Not quite sure what they are? OK, its like this … these antiparticles are simply the oppositely charged twins of normal particles.
Generating antihydrogen has of course been done before, that’s not new. What is different here is that they have managed to trap the particles for the first time. Now an experiment called the Antihydrogen Laser Physics Apparatus (ALPHA) at the CERN particle physics laboratory near Geneva, Switzerland, has finally managed to ensnare atoms of antihydrogen. What they did was to combine antiprotons from CERN’s Antiproton Decelerator ring with positrons emitted by a radioactive isotope of sodium … then … this is the new bit … they manipulated the anti-atoms magnetically.

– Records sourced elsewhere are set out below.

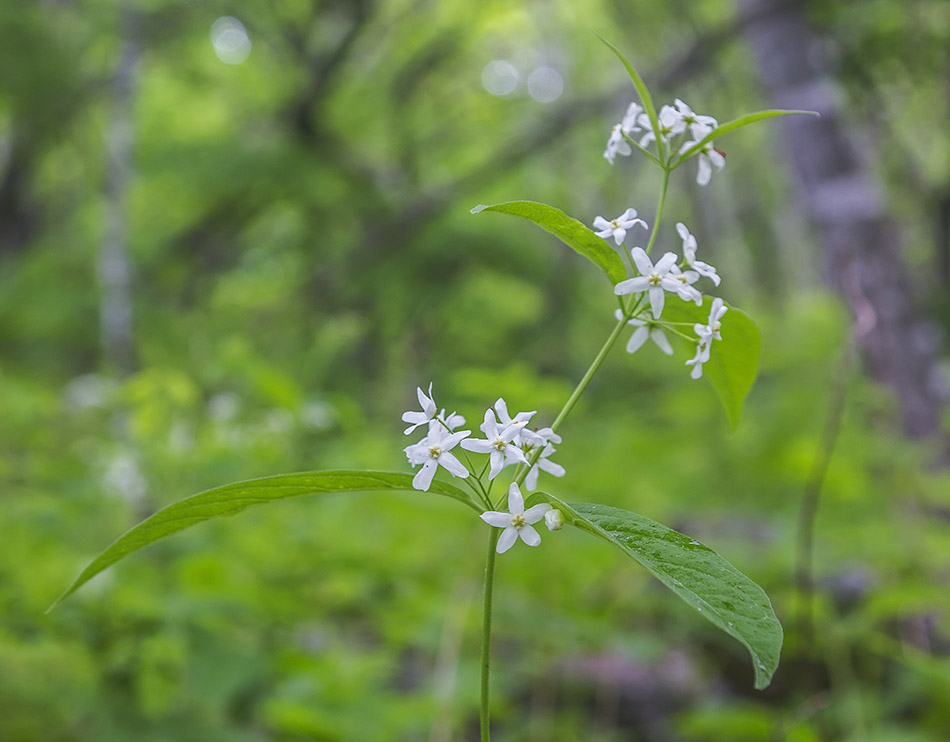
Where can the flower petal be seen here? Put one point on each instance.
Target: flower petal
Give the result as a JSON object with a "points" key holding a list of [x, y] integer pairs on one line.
{"points": [[476, 445], [632, 286], [530, 536], [452, 465], [424, 476], [496, 519], [641, 260], [536, 512], [507, 539], [515, 500], [662, 342], [656, 301]]}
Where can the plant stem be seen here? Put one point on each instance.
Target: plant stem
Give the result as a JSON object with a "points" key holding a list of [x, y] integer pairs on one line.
{"points": [[659, 209], [486, 631]]}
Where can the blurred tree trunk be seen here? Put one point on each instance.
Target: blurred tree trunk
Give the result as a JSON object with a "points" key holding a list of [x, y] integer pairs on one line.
{"points": [[115, 307], [841, 197]]}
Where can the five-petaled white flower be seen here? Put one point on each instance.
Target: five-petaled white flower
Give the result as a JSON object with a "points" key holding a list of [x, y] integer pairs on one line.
{"points": [[699, 125], [433, 451], [427, 403], [707, 157], [670, 124], [543, 464], [617, 144], [645, 330], [657, 279], [707, 333], [497, 443], [617, 228], [686, 280], [517, 521], [702, 355], [689, 255], [504, 419]]}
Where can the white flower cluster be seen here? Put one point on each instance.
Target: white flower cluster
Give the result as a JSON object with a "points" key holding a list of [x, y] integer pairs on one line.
{"points": [[507, 441], [672, 122], [669, 274]]}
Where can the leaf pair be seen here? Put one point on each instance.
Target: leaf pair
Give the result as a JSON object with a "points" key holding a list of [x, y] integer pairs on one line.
{"points": [[734, 362], [698, 575]]}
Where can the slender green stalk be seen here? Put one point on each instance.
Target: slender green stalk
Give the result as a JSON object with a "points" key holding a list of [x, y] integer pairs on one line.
{"points": [[659, 209], [486, 631], [522, 473]]}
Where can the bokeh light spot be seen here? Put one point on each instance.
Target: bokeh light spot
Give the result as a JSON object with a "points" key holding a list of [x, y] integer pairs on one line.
{"points": [[230, 40], [500, 77], [545, 84]]}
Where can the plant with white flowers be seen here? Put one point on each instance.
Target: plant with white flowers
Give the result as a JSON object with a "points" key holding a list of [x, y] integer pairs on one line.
{"points": [[661, 299]]}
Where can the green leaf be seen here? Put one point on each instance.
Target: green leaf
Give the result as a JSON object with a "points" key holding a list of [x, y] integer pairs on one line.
{"points": [[749, 118], [697, 574], [231, 499], [642, 91], [571, 232], [733, 361]]}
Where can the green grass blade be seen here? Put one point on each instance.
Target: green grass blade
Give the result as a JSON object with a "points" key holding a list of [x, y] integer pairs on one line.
{"points": [[643, 92], [698, 575], [570, 231], [738, 123], [232, 499]]}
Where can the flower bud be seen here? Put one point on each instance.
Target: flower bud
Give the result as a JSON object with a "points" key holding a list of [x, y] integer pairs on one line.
{"points": [[554, 519]]}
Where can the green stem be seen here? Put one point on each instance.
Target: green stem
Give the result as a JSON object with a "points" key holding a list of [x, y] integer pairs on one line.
{"points": [[493, 534], [659, 209], [578, 390]]}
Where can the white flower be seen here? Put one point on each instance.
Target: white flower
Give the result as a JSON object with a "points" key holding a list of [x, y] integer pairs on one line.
{"points": [[707, 157], [452, 421], [542, 464], [645, 330], [517, 521], [427, 403], [432, 452], [617, 143], [714, 324], [699, 125], [501, 408], [617, 228], [655, 279], [689, 255], [554, 519], [670, 124], [707, 333], [686, 280], [497, 444], [702, 355]]}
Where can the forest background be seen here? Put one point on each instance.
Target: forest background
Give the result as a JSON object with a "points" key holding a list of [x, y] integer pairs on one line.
{"points": [[232, 248]]}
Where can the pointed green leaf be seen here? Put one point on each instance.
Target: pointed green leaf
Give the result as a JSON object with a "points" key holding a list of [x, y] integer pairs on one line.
{"points": [[231, 499], [697, 574], [733, 361], [738, 123], [571, 232], [642, 91]]}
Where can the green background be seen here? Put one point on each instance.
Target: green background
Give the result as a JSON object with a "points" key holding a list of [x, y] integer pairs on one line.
{"points": [[303, 257]]}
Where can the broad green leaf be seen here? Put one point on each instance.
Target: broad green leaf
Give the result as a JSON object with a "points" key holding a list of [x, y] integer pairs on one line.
{"points": [[231, 499], [571, 232], [749, 118], [697, 574], [642, 91], [733, 361]]}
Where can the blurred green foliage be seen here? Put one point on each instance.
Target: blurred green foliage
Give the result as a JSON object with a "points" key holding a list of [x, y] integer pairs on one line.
{"points": [[304, 257]]}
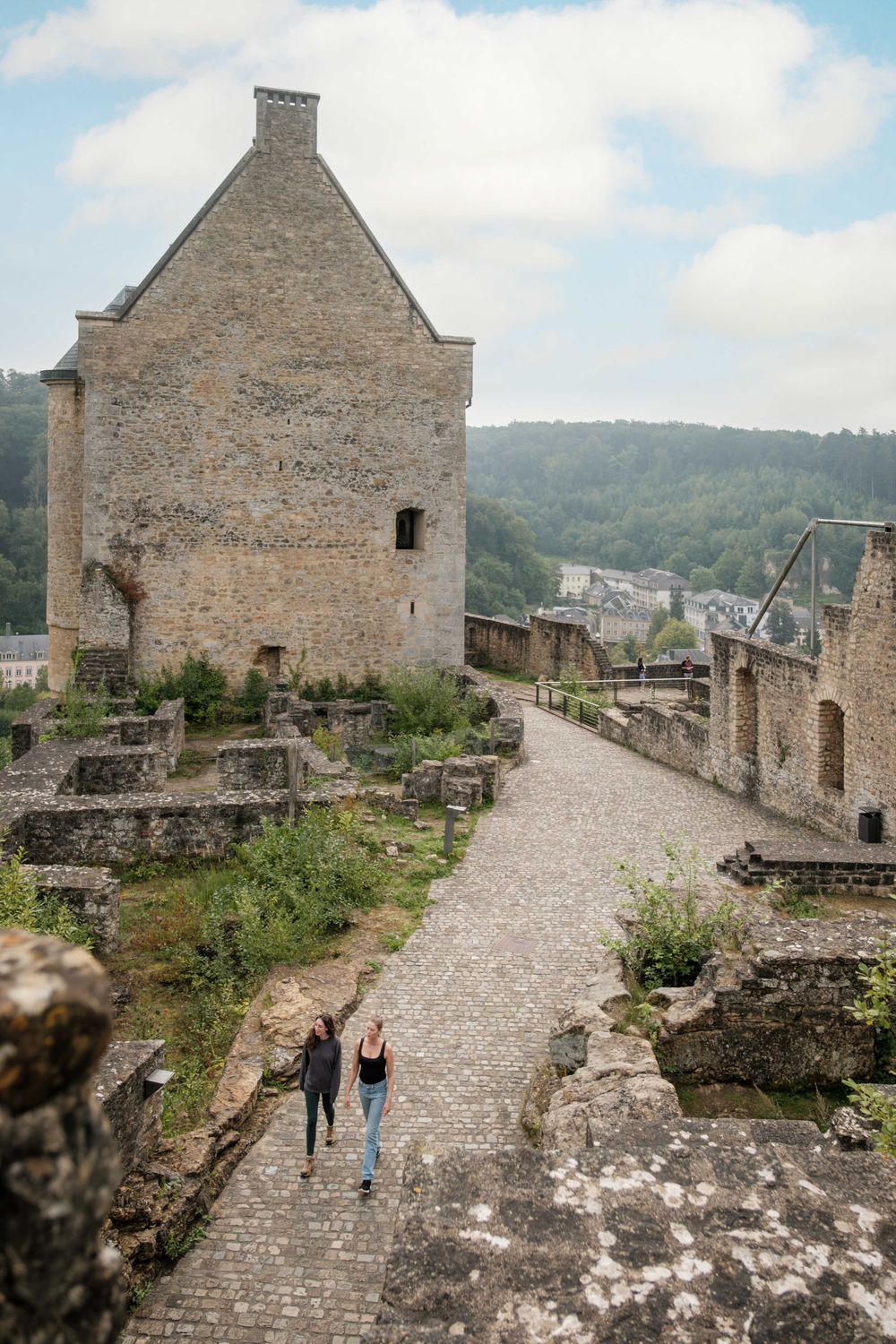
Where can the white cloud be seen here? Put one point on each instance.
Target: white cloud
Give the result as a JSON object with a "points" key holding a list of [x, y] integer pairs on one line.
{"points": [[129, 37], [763, 281]]}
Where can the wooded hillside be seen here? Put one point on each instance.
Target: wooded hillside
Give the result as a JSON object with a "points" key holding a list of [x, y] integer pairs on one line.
{"points": [[677, 496]]}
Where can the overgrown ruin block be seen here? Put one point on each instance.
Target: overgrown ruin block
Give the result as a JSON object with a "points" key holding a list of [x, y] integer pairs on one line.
{"points": [[134, 1118], [424, 782], [774, 1013], [91, 894]]}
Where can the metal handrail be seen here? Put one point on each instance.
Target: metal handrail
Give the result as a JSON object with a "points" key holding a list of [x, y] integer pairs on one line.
{"points": [[564, 696]]}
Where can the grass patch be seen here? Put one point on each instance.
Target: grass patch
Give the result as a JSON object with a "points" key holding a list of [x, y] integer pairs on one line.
{"points": [[794, 905], [737, 1101], [195, 951]]}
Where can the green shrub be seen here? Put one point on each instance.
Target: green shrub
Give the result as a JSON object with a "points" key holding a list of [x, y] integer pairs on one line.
{"points": [[253, 696], [370, 688], [293, 886], [668, 935], [440, 746], [330, 744], [201, 683], [427, 701], [22, 906]]}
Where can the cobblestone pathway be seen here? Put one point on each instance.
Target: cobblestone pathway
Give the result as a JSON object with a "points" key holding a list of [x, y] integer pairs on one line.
{"points": [[468, 1004]]}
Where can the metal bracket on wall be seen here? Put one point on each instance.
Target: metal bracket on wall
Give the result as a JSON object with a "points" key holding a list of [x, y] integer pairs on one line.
{"points": [[810, 535]]}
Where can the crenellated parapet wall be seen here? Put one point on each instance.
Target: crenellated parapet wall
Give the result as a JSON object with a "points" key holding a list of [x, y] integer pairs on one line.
{"points": [[814, 738], [547, 648]]}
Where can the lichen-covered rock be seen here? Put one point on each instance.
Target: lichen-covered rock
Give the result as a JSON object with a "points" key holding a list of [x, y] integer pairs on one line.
{"points": [[54, 1018], [59, 1284], [774, 1013], [662, 1233]]}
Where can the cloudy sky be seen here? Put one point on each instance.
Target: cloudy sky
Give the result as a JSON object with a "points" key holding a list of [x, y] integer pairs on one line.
{"points": [[640, 209]]}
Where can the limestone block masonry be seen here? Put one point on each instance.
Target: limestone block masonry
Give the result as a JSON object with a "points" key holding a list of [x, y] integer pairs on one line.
{"points": [[247, 424]]}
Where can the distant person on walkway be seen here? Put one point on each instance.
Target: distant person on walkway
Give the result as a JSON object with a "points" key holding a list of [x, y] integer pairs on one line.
{"points": [[319, 1080], [375, 1062], [686, 671]]}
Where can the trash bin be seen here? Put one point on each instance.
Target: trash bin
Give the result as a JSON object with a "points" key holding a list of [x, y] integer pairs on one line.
{"points": [[871, 823]]}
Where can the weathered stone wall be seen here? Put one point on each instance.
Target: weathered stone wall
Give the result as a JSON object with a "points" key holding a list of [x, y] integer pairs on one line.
{"points": [[116, 769], [117, 830], [813, 738], [495, 644], [65, 523], [774, 1015], [675, 737], [91, 894], [134, 1118], [547, 648], [678, 1231], [254, 419], [59, 1282], [29, 726]]}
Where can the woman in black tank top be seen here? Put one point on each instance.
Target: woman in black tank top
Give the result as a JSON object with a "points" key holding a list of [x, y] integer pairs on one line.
{"points": [[375, 1062]]}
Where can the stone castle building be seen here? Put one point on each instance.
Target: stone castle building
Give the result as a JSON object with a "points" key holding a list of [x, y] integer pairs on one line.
{"points": [[260, 451]]}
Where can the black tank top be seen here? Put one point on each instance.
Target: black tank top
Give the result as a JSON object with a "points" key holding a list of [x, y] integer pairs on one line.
{"points": [[373, 1070]]}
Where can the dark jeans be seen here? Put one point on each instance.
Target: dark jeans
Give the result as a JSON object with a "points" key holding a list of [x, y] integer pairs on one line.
{"points": [[311, 1105]]}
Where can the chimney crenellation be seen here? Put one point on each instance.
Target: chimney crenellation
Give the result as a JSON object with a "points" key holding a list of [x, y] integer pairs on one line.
{"points": [[287, 116]]}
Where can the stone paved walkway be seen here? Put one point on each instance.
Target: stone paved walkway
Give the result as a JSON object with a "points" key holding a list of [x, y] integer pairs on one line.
{"points": [[468, 1004]]}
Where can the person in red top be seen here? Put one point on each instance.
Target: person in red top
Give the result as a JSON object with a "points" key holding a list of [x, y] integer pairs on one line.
{"points": [[375, 1062]]}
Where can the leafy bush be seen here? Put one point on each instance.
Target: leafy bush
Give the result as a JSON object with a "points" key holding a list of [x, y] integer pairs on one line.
{"points": [[368, 688], [669, 935], [330, 744], [292, 886], [253, 696], [22, 906], [440, 746], [201, 683], [82, 711], [426, 701]]}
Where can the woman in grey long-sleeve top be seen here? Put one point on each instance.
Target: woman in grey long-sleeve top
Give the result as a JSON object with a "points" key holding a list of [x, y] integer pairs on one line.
{"points": [[319, 1080]]}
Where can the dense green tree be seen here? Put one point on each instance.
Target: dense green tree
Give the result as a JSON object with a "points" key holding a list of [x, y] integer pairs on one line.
{"points": [[504, 572], [659, 618], [702, 580], [675, 634], [688, 497], [780, 624]]}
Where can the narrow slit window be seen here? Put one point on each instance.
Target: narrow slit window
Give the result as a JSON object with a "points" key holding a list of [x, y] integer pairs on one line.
{"points": [[410, 530]]}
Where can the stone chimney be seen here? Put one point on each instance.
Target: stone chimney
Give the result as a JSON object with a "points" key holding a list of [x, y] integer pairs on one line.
{"points": [[287, 120]]}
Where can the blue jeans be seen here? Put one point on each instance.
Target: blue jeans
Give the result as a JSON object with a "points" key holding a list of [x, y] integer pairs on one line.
{"points": [[373, 1101]]}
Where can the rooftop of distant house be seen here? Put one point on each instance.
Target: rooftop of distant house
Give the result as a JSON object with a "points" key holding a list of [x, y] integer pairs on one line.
{"points": [[24, 647], [721, 599]]}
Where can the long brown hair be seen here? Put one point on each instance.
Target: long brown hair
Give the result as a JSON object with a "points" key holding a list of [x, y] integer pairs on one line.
{"points": [[311, 1040]]}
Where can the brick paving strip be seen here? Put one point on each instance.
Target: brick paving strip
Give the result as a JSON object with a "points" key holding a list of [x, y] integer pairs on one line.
{"points": [[468, 1004]]}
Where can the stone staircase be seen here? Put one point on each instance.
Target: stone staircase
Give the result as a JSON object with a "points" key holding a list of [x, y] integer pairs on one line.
{"points": [[821, 866]]}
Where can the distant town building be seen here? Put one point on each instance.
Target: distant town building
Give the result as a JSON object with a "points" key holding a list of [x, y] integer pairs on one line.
{"points": [[621, 617], [575, 580], [656, 588], [22, 656], [716, 610], [621, 580]]}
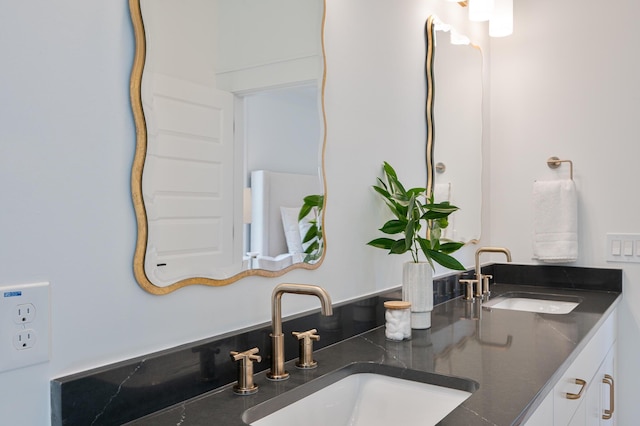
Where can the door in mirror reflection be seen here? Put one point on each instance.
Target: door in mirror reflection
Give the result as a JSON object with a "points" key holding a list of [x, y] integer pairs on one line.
{"points": [[457, 132], [225, 93]]}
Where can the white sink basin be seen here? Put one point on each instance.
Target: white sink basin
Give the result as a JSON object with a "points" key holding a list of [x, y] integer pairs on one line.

the ALPHA team members tried to create sluggish anti-atoms by bouncing antiprotons at -70 °C off much colder positrons at -230 °C. The antiprotons lost energy in the collisions before some finally combined with the positrons to form antihydrogen. The slowest anti-atoms, at a temperature of just -272.5 °C, then became trapped in a powerful cylinder-shaped magnetic field created by superconducting magnets. The field was then turned off so the antihydrogen could annihilate with normal matter, creating particles that silicon detectors picked up.
Now don’t get too excited here … this is not about the creation of an antimatter device for military use. Having done this experiment over 335 times, they only ended up with 38 of these antihydrogen atoms. This now puts them in the position of being able to test whether anti-atoms obey the same physical laws as regular atoms. For example, matter and antimatter should absorb and emit light at the same wavelengths, according to the standard model of particle physics.
“This is an encouraging step towards the goal that I laid out long ago – to confine useful numbers of cold antihydrogen atoms long enough for precise laser spectroscopy,” says Gerald Gabrielse of Harvard University. He heads a rival experiment at CERN called ATRAP.
If the spectrum of antihydrogen does not match that of ordinary hydrogen, it would leave the standard model in disarray. But any discrepancies could shed light on the long-standing mystery of why the universe is dominated by matter when the big bang should have created equal amounts of matter and antimatter, Gabrielse says.
You can read more about all this in New Scientist by clicking here.
So, Dan Brown aside, its exciting stuff and allows us to push the boundaries of our understanding even further.